Dave Somerville, a.k.a. “Diamond” Dave Somerville (born October 2, 1933), in Guelph, Ontario, Canada. Best known as co-founder and original lead singer of The Diamonds, one of the most popular vocal groups of the 1950s.
Dave Somerville grew up in a musical family in the farming village of Rockwood, Ontario, 50 miles west of Toronto. At age 14, he moved to Toronto with his parents and brother, Marc, where he entered Central Tech to study architecture and building construction. He soon realized that would not be his career. After high school, he studied radio and secured a position in the engineering department as a radio operator at the Canadian Broadcasting Corporation.
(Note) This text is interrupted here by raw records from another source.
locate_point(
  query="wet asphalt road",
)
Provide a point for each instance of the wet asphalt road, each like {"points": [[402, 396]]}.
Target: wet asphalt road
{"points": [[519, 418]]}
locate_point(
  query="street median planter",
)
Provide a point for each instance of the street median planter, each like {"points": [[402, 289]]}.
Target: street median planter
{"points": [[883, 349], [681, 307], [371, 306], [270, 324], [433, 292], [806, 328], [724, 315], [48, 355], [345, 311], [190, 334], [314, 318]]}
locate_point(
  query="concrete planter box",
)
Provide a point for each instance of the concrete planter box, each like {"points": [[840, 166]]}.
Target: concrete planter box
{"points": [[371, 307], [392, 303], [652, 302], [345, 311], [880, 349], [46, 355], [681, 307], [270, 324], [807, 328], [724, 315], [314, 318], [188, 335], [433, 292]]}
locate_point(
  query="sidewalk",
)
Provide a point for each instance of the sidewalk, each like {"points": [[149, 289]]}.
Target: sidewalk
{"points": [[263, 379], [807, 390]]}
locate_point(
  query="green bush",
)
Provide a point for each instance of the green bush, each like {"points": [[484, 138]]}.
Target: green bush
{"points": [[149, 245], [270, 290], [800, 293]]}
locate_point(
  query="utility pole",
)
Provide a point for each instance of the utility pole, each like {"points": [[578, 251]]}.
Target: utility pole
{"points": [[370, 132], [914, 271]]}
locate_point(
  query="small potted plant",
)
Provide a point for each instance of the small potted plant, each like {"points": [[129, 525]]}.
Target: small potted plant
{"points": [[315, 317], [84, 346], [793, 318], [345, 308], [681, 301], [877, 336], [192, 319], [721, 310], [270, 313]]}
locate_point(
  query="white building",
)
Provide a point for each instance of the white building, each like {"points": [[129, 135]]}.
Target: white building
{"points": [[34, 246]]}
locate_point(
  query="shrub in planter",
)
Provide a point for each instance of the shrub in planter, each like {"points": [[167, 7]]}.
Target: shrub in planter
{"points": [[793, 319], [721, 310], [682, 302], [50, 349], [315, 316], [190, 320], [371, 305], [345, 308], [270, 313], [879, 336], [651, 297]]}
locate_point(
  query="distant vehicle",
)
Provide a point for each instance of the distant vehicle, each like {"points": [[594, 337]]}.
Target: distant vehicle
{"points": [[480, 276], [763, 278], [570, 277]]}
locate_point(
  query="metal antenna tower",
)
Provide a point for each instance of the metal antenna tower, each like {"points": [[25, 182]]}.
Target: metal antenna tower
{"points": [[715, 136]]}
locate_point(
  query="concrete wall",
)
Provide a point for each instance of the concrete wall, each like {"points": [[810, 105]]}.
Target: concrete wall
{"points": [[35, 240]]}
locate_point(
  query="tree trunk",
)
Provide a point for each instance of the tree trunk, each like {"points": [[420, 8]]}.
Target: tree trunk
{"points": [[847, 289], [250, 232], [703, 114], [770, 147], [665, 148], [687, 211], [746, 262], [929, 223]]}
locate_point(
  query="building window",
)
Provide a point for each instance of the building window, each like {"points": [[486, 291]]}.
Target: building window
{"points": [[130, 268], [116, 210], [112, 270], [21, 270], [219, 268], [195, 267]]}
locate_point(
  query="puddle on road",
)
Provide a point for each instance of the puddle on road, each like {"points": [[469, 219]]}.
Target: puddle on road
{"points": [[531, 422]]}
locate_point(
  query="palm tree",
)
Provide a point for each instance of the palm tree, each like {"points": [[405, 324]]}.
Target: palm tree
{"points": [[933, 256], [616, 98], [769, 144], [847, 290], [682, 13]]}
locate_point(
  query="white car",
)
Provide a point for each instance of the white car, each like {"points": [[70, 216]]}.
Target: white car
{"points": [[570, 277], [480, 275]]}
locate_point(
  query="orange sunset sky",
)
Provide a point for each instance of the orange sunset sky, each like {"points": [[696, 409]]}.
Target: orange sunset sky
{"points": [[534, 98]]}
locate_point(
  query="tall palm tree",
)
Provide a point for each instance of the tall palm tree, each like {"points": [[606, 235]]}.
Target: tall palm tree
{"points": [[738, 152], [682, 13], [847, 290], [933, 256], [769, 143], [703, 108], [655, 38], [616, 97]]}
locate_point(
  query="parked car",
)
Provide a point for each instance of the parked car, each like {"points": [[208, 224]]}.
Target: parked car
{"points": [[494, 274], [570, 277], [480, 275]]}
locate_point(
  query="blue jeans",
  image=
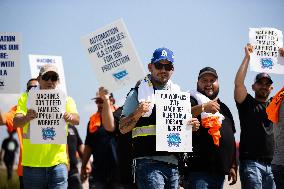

Concurrently, he studied voice with Dr. Ernesto Vinci at the University of Toronto’s Royal Conservatory of Music.
During the fall of 1953 in the hallway of the C.B.C., Somerville met by chance an unnamed quartet (Stan Fisher, Ted Kowalski, Phil Levitt and Bill Reed), and in a very brief moment of time became their manager and tutor. Later that year (when Fisher opted for college) Dave became the group’s lead singer. That quartet became The Diamonds. On August 1, 1955, the group tied for first place on Arthur Godfrey’s Talent Scouts in NYC. In February of 1956, with the recommendation of Cleveland’s genius DJ Dr. Bill Randle, they signed a long-term contract with Mercury Records.
Somerville performed 8 years with The Diamonds and had great success singing lead on all 16 of their Billboard hits, peaking with the song, “Little Darlin'” that for 8 weeks, remained at number 2 on the charts becoming the 3rd best selling single record of 1957. With multiple appearances on American Bandstand, The Perry Como and Steve Allen Shows and more, all combined to increase his visibllity.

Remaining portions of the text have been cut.